Explicit - this is information that is not covered by other information items. For example, the document information item explicitly provides information like the XML version and the standalone indication.

Contained - this is information that consists of an ordered or unordered list of other information items.

The information items are divided into two categories, those that cannot have contained information, called simple items, and those that can have contained information called compound items. Simple information items are serialized by generating a single encoded item that includes all the information item's explicit information. Compound information items are serialized by generating a start and end encoded item. The start item will include any of the information item's explicit information and all of its contained information, if any, will be generated between its start and its end encoded item.

A CBXML document consists of four parts as follows and in the indicated order.

A specific integer value, 1764953, indicating that this is an CBXML encoded document,

a CBXML encoding version indication

an extensible header which does not carry any of the document's structure or content, but rather provides information about encoding options, and

a body that represents all of the document's structure and content information in the manner discussed above.

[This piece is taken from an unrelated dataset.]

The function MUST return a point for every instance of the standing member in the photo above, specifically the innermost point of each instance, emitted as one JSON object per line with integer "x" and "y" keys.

All three parts of a CBXML document are represented by a sequence of two basic types of tokens:

Non-negative integers

Strings

In the header and body these are arranged into a sequence of typed clauses each of which begins with an identifying integer value (referred to as a clause id, CID, which determines the type of the clause. Each clause then has a type specific sequence of arguments. Details for the two types of values and for each of the three parts follow.

Non-negative Integers

Integers are represented by a variable number of bytes with the first byte containing the highest order bits for the integer, the next byte containing the next highest order bits, and so on. Each byte contains 7 bits of the integer's value with the highest order bit of each byte designated as a flag bit. A byte's flag bit is off if and only if the byte is the last byte (lowest order byte) of a variable length byte sequence for a number. Only as many bytes as necessary to represent an integer are used. Thus integers between 0 and 127 are represented in one byte with the flag bit off; integers between 128 and 16,383 are represented in two bytes with the flag bit set in the first byte, and so on.  Integer values must be between 0 and 2,147,483,647 (231-1).

Strings

String representations consist of two parts, in sequence, as follows:

An non-negative integer giving the number of bytes in the string's value representation. zero is a valid value indicating a non-null string of zero length.

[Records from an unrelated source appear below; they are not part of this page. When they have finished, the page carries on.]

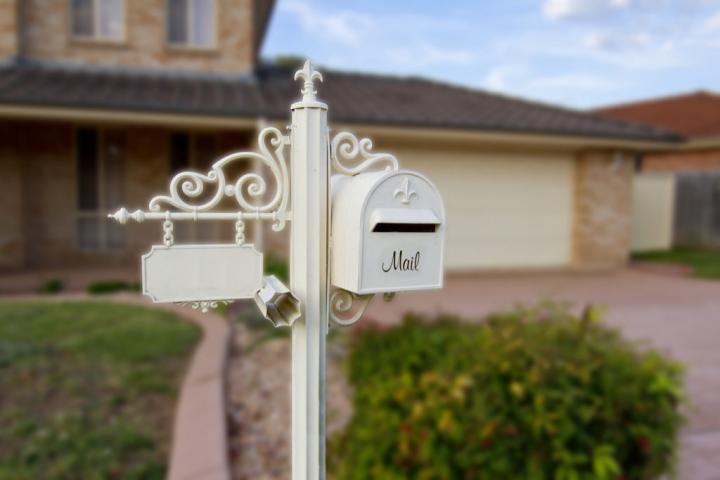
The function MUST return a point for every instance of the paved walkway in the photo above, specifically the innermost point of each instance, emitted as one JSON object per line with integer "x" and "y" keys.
{"x": 199, "y": 438}
{"x": 677, "y": 315}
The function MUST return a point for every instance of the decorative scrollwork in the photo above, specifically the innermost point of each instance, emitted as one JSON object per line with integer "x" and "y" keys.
{"x": 186, "y": 187}
{"x": 347, "y": 148}
{"x": 346, "y": 308}
{"x": 204, "y": 306}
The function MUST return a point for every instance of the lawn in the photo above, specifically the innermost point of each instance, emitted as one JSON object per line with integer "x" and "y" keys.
{"x": 705, "y": 263}
{"x": 87, "y": 389}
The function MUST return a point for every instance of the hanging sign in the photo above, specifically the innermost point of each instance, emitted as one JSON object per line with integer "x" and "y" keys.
{"x": 194, "y": 273}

The bytes of the string's value representation in order. These bytes must be interpreted according to the document's character encoding type as defined in the document header.

The byte encodings allowed for strings are given in the table below. Any of these can be used to represent string values, however the choice must be consistent for all strings in the body of the CBXML document and is indicated by a clause in the CBXML document's header. UTF-8 is the default string value representation.

 

US-ASCII

Seven-bit ASCII, a.k.a. ISO646-US, a.k.a. the Basic Latin block of the Unicode character set

ISO-8859-1  

ISO Latin Alphabet No. 1, a.k.a. ISO-LATIN-1

UTF-8

Eight-bit UCS Transformation Format

UTF-16BE

Sixteen-bit UCS Transformation Format, big-endian byte order

UTF-16LE

Sixteen-bit UCS Transformation Format, little-endian byte order

UTF-16

Sixteen-bit UCS Transformation Format, byte order identified by an optional byte-order mark

Items

The body part of the document which provides all of the document's content consists of a sequence of clauses as discussed above each of which consists of a CID followed by a CID-specific, ordered sequence of items or lists of items. Items have two basic representations, defining and reference.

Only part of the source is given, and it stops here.